Notre monde moderne serait aujourd’hui impensable sans énergie électrique. Et cette énergie a beaucoup à voir avec l’ingénierie allemande : en 1867, Werner von Siemens présentait le « principe dynamo-électrique ». Ce principe permit de faire entrer de la lumière dans les maisons et de faire circuler, en 1879, le premier train électrique au monde. Puis suivirent les lignes à longue distance et les centrales électriques. Celles-ci alimentèrent en électricité d’abord de petites entreprises, puis des villes entières. En 1914, une machine électrique sur deux dans le monde provenait de deux entreprises allemandes : Siemens et AEG.

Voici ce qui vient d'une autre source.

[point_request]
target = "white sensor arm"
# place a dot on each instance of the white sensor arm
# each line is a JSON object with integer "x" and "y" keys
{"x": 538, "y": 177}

Un chiffre d’affaires de près de 240 milliards d’euros par an
Aujourd’hui encore, l’industrie électrotechnique et électronique est un pilier de l’économie allemande. Affichant un chiffre d’affaires de près de 240 milliards d’euros par an, elle contribue de manière décisive à la performance économique du pays. Plus de 14 000 entreprises occupent environ 900 000 personnes. Ainsi, ce secteur est le deuxième plus grand secteur industriel d’Allemagne en termes de nombre d’employés, après la construction mécanique. Sa force réside principalement dans la recherche et le développement : environ 100 000 personnes travaillent dans ce domaine et les investissements s’élèvent à plus de neuf milliards d’euros par an. L’esprit pionnier de la branche se reflète dans un nombre bien supérieur à celui des 13 000 demandes de brevets que l’Allemagne enregistre annuellement ; ces dernières font que cette branche est à l’origine d’une innovation sur trois dans l’ensemble de l’industrie manufacturière.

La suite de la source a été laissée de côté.